The Maker (Dir: Christopher Kezelos, Australia, 2011, 6 minutes) This sumptuous stop-motion animation follows a strange, rabbit-like creature undertaking an arcane rite. Stylish and richly-detailed, it's not so much about Frankenstein's urge as the existential problem of reproduction.

How To Raise The Moon (Dir: Anja Struck, Germany/Denmark, 2011, 9 minutes) Another off-kilter animation, this is imbued with more of an experimental feel, suggestive rather than discursive, and mysterious like the moon's light.
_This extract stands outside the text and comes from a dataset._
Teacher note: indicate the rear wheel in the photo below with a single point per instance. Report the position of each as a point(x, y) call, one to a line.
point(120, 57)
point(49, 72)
A rabbit and fox battle over a sleeping woman's fate, invoking an uncanny, vaguely-elusive dreamlike feeling.

Withering Love (Dir: Samanou Sahlstrøm, Denmark, 2011, 29 minutes) In this "long short", Maria (Emmanuelle Béart) becomes interested in Vincent (Denis Lavant), an author whom she rescues against his will. Floating somewhere between tendresse and amour fou, she slowly takes on the properties of the lost love in his novel as she tries to comprehend his soul-anguish. Moody without becoming melodramatic, this features good work from both leads.


Lifetripper (Dir: Graeme Joyce, United States, 2011, 14 minutes) Playing out a bit like The King of Comedy without the kidnapping, this film follows the daily life of Stan (Rob Benedict), a socially awkward auto mechanic prone to starting random conversations on the bus, inflicting his cringe-inducing comedic observations on those around him. This gives him a taste for something more in his life, as he begins to consider trying his material out on stage. We're meant to feel a tension, I guess, between the goofy banter and the sober cinematic treatment it receives, but I found it mostly to be unlikable people talking past each other — I felt an immense sympathy for the guy on the bus who shouts "SHUT THE FUCK UP!" Uncompelling in pretty much every way.

Cheese! (Dir: Louis Thomas Pelletier, Canada, 2011, 5 minutes) A one-joke film with a tourist couple's vacation snapshot overtaken by an over-eager local ("do you mind, I'm a professional!"). Things go awry, but in a predictable way, and the performance here has a bit too much fromage to it, leaving it feeling more like a like Just For Laughs gag sequence.


Heaven (Dir: Jan P Matuszynski, Poland, 2011, 15 minutes) A portrait of a man as artist and patient, we watch him working on his paintings while being treated for cancer. Meditative and light-filled, this explores the ties between sickness and inspiration, and the touch of the divine that provides both.

Gravity Of Center (Dir: Thibaut Duverneix, Canada, 2012, 14 minutes) In an empty, abandoned-looking room, a lone figure begins to dance — and transforms into a sequence of different individuals as they continue. Outside, a group of figures carefully make their way across a field with an oblique series of dance steps, as if they were crossing the Zona. That sets up an air of mystery that the film can't quite sustain as it progresses. There is an interesting series of surprising jump cuts, fluid camera work, and nimble editing — but what this does for you probably depends more on how endeared you are to dance as a narrative form.